I am starting get worried about the fact that I am called Sheila and we are moving to Oz. Am I right to be concerned? I can handle a lot of ribbing and teasing - believe me I've had it over here (by the way I am reasonably young so there are not many Sheila's my age - I've never met any!!) but it seems to be used over there in such a negative way. Does anyone know of any other Sheila's that have moved to Oz and what they experienced?

Thanks


----------



## ZeusThing (Dec 7, 2008)

Okay, I missed the context here. What's wrong?


----------



## epidaetia (Nov 15, 2008)

Umm.. I think she meant all those jokes about sheila in aussie.. But I'm not sure how popular or unpopular name is in aussie...
Any expats living there should have some idea..


----------



## kaz101 (Nov 29, 2007)

I've been here 18 months and not met anyone called Sheila.

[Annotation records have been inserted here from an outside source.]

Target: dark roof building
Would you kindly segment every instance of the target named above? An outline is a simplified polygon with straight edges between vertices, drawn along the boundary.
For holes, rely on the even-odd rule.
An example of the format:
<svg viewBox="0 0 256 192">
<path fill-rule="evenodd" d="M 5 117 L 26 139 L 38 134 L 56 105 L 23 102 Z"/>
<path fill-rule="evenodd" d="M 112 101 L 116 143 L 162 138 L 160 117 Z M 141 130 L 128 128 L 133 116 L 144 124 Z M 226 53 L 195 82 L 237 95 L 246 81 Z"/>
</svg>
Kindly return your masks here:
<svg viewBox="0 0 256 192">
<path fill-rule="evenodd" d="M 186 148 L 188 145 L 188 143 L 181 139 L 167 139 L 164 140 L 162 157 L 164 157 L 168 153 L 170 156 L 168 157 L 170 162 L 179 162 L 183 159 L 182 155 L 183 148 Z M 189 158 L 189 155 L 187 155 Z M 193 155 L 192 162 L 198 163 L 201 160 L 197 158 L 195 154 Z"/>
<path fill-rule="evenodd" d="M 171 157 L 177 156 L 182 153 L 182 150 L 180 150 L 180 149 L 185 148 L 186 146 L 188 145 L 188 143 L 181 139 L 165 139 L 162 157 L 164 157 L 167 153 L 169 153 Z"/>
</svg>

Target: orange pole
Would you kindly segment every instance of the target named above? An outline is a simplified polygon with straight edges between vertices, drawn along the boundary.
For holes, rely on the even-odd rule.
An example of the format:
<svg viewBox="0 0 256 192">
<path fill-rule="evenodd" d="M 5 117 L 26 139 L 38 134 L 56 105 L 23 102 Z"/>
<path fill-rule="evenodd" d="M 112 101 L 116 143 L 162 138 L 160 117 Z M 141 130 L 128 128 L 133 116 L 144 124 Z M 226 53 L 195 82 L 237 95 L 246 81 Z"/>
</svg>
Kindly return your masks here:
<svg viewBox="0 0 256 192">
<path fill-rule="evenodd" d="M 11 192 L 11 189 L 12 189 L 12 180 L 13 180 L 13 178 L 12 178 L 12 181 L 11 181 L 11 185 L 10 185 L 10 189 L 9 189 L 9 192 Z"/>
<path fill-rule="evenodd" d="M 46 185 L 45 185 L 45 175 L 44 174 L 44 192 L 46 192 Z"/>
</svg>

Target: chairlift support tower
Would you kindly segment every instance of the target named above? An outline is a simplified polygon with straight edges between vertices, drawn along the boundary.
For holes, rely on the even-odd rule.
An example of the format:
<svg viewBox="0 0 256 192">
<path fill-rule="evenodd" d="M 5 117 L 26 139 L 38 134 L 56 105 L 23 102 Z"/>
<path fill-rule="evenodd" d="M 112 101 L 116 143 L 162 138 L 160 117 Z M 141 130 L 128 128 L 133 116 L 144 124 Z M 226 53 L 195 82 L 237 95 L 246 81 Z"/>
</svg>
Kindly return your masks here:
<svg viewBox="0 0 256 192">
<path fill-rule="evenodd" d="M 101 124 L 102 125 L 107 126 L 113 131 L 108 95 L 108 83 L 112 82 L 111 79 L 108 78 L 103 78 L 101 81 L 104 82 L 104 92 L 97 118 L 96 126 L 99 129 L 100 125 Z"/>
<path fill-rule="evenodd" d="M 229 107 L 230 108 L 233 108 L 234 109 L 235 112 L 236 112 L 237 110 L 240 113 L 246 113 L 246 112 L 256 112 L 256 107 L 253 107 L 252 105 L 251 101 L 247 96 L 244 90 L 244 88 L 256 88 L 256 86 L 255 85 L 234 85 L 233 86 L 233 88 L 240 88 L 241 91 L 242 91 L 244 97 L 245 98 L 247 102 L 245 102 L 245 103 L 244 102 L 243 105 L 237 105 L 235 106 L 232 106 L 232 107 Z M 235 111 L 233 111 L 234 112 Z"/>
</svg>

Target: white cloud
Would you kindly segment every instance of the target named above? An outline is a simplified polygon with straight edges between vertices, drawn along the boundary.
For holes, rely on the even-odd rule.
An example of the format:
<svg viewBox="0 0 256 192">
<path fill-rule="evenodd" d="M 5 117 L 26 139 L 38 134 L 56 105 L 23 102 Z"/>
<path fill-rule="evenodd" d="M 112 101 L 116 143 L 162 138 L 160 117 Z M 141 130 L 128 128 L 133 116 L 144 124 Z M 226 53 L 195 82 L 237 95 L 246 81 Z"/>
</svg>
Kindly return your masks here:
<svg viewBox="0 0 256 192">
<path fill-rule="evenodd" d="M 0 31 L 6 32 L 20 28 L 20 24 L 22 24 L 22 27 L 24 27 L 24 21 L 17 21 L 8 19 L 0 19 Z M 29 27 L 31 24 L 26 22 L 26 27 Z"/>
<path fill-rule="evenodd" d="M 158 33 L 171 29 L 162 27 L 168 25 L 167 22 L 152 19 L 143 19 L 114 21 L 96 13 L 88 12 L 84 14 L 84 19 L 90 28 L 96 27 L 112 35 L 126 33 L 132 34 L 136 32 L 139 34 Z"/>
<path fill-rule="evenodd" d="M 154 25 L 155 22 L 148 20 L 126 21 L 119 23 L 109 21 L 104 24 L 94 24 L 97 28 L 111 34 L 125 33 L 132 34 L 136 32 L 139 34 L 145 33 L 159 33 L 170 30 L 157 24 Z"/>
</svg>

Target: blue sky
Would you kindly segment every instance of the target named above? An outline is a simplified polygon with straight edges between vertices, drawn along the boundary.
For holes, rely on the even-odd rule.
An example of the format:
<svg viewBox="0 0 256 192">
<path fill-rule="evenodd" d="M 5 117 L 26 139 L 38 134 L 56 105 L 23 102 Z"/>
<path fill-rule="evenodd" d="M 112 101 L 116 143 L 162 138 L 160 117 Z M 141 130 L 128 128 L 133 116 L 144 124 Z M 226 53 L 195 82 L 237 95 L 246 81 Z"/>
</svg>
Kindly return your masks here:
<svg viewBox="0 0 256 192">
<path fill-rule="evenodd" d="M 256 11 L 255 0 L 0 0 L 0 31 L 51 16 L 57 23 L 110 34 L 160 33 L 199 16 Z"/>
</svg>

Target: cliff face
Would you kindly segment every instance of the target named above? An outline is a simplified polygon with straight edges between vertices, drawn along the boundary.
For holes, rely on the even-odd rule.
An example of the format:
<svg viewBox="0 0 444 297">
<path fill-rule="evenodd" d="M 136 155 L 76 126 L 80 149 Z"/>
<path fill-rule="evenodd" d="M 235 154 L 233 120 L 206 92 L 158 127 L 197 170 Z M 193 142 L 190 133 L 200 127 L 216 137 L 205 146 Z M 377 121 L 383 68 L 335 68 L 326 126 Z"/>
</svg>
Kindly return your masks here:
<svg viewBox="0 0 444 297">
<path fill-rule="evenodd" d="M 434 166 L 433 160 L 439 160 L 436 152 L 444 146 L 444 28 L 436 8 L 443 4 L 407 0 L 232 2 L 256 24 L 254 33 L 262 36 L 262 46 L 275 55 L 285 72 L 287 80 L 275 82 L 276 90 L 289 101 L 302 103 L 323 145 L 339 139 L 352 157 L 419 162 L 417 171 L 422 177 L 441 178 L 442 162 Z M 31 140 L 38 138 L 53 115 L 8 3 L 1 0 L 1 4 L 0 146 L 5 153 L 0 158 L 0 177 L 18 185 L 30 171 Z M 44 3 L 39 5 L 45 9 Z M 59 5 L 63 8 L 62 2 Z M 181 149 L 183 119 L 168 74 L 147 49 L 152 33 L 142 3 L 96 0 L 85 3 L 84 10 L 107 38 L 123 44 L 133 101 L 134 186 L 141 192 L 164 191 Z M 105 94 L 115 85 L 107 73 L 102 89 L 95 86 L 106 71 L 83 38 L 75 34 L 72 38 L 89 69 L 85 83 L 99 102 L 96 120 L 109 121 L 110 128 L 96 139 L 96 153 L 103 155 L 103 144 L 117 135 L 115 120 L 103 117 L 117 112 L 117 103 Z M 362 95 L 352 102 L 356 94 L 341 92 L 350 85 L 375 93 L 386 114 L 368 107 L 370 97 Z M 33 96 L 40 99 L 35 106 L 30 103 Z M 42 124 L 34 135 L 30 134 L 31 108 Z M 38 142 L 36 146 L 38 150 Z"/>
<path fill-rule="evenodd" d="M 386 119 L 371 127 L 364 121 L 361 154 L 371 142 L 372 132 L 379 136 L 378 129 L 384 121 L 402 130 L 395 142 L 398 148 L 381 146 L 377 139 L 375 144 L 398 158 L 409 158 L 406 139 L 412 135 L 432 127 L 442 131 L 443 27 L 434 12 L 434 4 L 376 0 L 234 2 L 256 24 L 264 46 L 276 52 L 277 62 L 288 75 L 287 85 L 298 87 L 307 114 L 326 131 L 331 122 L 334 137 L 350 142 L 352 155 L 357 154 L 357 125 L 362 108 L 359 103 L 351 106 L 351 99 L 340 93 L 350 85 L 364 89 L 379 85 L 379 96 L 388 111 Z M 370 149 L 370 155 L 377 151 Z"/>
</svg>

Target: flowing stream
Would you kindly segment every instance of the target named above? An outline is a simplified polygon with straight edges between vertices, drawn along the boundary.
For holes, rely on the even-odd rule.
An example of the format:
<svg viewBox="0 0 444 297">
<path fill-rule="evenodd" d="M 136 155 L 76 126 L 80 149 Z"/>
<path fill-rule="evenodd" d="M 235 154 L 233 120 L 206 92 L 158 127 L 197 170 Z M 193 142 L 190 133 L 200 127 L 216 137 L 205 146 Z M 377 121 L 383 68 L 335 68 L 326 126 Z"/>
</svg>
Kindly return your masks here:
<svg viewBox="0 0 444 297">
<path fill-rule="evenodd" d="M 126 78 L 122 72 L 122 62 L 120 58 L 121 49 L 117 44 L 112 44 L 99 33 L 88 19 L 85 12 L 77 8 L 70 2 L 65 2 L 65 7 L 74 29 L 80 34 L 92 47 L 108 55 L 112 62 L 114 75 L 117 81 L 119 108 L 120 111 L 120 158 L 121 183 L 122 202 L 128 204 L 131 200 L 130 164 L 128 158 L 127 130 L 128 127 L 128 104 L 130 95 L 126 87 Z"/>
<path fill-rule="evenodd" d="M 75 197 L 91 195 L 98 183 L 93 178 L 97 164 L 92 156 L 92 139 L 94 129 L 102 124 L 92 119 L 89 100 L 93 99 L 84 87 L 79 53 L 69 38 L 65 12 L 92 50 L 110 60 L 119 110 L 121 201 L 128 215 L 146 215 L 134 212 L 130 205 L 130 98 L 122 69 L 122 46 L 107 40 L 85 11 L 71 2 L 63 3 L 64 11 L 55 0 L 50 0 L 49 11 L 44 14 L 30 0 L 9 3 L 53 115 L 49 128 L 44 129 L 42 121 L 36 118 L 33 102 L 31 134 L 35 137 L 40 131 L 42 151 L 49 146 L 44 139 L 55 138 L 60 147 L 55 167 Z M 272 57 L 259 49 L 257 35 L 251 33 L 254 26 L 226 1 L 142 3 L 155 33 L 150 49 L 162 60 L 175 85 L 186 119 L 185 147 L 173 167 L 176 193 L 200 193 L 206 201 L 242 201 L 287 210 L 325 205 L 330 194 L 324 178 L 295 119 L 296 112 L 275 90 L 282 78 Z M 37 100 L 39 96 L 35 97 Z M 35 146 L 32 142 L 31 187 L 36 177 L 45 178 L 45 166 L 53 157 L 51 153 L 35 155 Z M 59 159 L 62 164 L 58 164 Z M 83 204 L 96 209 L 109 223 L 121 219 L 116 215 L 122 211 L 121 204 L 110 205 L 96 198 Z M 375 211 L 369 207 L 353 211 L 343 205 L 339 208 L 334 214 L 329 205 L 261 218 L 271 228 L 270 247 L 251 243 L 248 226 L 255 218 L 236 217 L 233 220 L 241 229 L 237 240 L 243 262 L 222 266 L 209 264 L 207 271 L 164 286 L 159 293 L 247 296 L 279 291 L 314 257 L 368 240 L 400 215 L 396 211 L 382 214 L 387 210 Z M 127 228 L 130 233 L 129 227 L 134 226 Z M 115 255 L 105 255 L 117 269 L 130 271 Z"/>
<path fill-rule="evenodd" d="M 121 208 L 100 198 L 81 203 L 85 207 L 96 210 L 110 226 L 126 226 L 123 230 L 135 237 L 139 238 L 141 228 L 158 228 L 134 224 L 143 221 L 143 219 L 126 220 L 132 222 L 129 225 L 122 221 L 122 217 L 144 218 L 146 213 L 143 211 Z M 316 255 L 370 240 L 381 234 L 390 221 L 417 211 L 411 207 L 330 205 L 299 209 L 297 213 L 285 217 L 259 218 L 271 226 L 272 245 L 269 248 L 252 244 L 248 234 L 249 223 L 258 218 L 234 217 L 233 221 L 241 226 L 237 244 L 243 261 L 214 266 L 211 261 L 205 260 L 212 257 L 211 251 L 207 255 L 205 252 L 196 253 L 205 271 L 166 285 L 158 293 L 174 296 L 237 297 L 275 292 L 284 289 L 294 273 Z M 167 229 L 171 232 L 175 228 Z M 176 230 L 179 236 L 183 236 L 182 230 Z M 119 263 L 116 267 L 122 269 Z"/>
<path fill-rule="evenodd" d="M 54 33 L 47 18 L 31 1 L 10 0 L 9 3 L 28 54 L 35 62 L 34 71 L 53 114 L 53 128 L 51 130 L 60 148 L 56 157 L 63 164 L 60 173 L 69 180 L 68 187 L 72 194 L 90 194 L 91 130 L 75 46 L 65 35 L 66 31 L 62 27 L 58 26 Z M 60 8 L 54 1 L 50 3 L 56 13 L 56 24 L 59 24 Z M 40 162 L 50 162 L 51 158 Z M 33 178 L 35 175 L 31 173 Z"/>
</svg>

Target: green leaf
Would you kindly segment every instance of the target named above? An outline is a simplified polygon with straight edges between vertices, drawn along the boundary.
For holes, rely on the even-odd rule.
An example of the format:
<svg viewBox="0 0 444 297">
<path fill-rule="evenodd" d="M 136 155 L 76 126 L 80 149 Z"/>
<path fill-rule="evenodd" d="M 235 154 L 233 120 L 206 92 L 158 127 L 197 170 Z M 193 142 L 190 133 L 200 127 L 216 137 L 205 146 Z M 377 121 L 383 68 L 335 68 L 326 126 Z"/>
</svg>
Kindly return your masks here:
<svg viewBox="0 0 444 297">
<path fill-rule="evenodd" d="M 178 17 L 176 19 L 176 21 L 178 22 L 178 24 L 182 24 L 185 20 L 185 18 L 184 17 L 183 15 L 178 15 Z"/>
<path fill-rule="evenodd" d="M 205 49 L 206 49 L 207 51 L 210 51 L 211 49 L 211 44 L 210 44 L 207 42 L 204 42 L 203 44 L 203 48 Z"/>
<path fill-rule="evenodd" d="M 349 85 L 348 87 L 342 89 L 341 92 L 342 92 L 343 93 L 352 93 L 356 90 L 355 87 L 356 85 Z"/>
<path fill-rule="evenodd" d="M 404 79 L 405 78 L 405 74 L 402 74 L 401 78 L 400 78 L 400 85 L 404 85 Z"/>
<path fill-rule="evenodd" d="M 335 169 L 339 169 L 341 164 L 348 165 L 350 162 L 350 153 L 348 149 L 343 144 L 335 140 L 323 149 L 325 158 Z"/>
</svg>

I've not actually heard the term used either although some blokes still refer to women as 'birds'.


----------



## amaslam (Sep 25, 2008)

I think it's a rather old-fashioned term these days. I think if you're in a major city you'd almost never hear it except from some 40+ somethings with a real strong chauvinst streak. Yes, you'll get the odd joke or two the first time people meet you but I doubt it would go beyond that.



sheilaB said:


> Hi
> 
> I am starting get worried about the fact that I am called Sheila and we are moving to Oz. Am I right to be concerned? I can handle a lot of ribbing and teasing - believe me I've had it over here (by the way I am reasonably young so there are not many Sheila's my age - I've never met any!!) but it seems to be used over there in such a negative way. Does anyone know of any other Sheila's that have moved to Oz and what they experienced?
> 
> Thanks


----------



## UK2Oz (Dec 4, 2008)

Sheila
We have been here 4 1/2 years and I have never heard anyone use the term Sheila, so I think you will be fine, your more likely to be called a pom than anything. Ozzies like to have a dig at pommies but it's in a joking way and you just give back as good as you get.


----------



## sheilaB (Dec 3, 2008)

Thanks everyone, I feel a lot better now. I've been getting so much stick of people here when I tell them I'm gping to Ox, all saying But what bout your name??? it made me really paranoid. Glad to hear things are not quite like us Brits seem to think!


----------



## seandann (Apr 10, 2009)

hi im from england and i moved here 2yrs ago, u dont need 2 worry about ur name, we meet a family that moved over here aswell from uk and the lady was called sheila and no1 said anything to her!! dont worry we all just get called poms!! take care


----------